Forse quello che però gli autori non riescono a dirci completamente  , ciò di cui non riescono a parlare  è la perdita di responsabilità nei confronti del pensiero. L’avere assunto , desiderio e pensiero, traiettorie divergenti è una cosa difficile da analizzare al di fuori di un contesto strettamente clinico e di lettura di un mondo individuale.  Ritrovare quei movimenti che rendono difficile il pensare ,  e quindi obbiettivamente triste ogni condizione di consapevolezza sembra essere un obbiettivo al di fuori della portata degli autori.
Si tratterebbe , in altre parole di passare dal piano dell’interpretazione a quello della ricostruzione dei processi costruttivi e distruttivi che caratterizzano l’identità e l’identificarsi nei contesti cui gli autori stanno facendo riferimento. A più riprese il libro è percorso da riferimenti alla pratica clinica e di consultazione , alle richieste che  vengono portate nell’ambito di un servizio ambulatoriale. A queste, in modo sempre, opportunamente,  non sistematico, seguono ragionamenti su questioni centrali ; l’educazione , l’etica , unicità e molteplicità, desiderio e ripetizione…. Insomma riaffiorano, in maniera non organizzata ma piacevole a sfogliarsi,  tutte le tematiche che riguardano non solo il lavoro psicoterapeutica ma anche l’evoluzione della visone del mondo che lo sostiene. Si vedano per esempio le parti su “ etichetta e molteplicità della persona” o “etichetta e determinismo” senza dimenticare le necessarie riflessioni sulla complessità e “molteplicità” del mondo contemporaneo. Non a caso gli autori, francesi ,fanno riferimento con molta disinvoltura ad autori diversi, da Spinoza , all’immancabile Lacan da Freud a Plotino  senza privarsi di qualche autocitazione.

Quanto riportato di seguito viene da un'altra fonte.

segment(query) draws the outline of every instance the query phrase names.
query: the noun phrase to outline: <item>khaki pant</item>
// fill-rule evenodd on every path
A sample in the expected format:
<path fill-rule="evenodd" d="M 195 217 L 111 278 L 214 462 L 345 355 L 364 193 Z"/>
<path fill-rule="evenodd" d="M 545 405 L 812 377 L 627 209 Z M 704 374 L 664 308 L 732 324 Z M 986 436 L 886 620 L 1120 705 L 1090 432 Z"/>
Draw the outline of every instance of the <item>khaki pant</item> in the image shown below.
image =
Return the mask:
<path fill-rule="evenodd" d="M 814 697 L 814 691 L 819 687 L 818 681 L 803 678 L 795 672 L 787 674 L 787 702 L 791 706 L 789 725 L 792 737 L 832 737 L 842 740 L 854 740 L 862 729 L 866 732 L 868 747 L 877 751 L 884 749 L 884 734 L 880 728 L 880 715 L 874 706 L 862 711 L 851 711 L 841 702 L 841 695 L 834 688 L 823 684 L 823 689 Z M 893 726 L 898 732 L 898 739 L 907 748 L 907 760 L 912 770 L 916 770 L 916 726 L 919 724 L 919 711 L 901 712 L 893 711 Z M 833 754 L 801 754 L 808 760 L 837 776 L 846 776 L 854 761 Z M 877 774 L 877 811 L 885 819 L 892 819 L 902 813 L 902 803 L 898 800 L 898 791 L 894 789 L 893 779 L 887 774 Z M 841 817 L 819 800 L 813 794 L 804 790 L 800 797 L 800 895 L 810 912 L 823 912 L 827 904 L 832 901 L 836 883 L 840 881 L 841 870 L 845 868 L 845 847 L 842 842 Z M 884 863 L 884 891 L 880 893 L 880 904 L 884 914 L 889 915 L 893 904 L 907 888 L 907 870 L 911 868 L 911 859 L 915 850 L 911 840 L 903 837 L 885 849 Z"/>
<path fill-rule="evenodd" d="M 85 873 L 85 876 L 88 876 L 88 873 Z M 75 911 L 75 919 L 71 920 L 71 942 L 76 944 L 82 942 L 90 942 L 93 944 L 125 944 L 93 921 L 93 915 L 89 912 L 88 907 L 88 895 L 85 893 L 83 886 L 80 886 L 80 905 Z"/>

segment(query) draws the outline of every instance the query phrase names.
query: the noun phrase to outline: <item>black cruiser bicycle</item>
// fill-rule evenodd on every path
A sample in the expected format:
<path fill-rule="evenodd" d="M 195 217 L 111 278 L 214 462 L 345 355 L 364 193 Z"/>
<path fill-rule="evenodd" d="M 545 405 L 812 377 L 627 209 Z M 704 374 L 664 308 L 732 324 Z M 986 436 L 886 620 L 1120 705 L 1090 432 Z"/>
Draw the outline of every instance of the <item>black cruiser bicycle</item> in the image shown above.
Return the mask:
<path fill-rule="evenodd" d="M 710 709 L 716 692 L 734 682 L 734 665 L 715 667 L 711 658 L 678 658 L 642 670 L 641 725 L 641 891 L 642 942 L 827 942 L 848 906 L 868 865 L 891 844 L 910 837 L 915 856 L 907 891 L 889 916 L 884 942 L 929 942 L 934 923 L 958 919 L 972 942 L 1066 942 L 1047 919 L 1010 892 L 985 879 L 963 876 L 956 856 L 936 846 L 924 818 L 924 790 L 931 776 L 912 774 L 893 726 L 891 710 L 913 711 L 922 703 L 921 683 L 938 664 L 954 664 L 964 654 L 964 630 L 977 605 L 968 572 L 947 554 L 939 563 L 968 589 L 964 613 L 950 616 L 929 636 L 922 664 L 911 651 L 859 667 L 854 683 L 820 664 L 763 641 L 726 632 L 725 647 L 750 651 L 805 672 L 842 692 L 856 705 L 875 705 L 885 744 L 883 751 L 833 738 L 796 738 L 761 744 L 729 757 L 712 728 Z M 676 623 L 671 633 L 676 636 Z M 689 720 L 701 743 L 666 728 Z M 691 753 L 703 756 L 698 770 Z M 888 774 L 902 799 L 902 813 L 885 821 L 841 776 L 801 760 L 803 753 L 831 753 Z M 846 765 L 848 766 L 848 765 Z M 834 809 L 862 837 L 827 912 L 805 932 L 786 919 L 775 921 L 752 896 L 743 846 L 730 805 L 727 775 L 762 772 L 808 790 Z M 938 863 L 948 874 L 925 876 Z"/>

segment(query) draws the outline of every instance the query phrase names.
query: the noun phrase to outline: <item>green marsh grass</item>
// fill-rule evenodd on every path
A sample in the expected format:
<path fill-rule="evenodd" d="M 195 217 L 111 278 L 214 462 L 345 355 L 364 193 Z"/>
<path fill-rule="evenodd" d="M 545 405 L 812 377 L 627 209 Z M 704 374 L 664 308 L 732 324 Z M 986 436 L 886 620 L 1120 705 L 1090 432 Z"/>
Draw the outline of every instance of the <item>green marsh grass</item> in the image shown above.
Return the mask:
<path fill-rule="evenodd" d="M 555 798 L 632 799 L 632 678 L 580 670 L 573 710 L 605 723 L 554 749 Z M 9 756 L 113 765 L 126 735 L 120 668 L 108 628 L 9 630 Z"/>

Nel  mettere insieme questi elementi  gli autori ci portano ad affrontare un importante trasformazione nel nostro punto di vista di psicoterapeuti che provo a sintetizzare in qualche  domanda ; esiste un declino nell’ambito del lavoro simbolico da cui emerge la necessità di un interesse più diretto ai fenomeni dell’esserci, della individualità , della relazionalità,  della stessa organizzazione sociale ? Cosa comporta il passaggio dalla tecnica,  alla strategia relazionale,  alla rilettura in chiave etica e , poi  pedagogica ossia ,   ridiscutere  e ridisegnare sullo sfondo di questo nuovo e tormentato scenario i   valori su cui si fonda  il percorso psicoterapico ? Assistiamo a una riscoperta del  trattamento morale  teso in questa nuova edizione a un  recupero del  lavoro di “solidificazione” della responsabilità  e dei “legami” così dissolti nel Nulla ? E poi, è davvero questo,  un punto di vista epocale e il recupero dell’ “etica del legame e della responsabilità”  è  una risposta a questa crisi?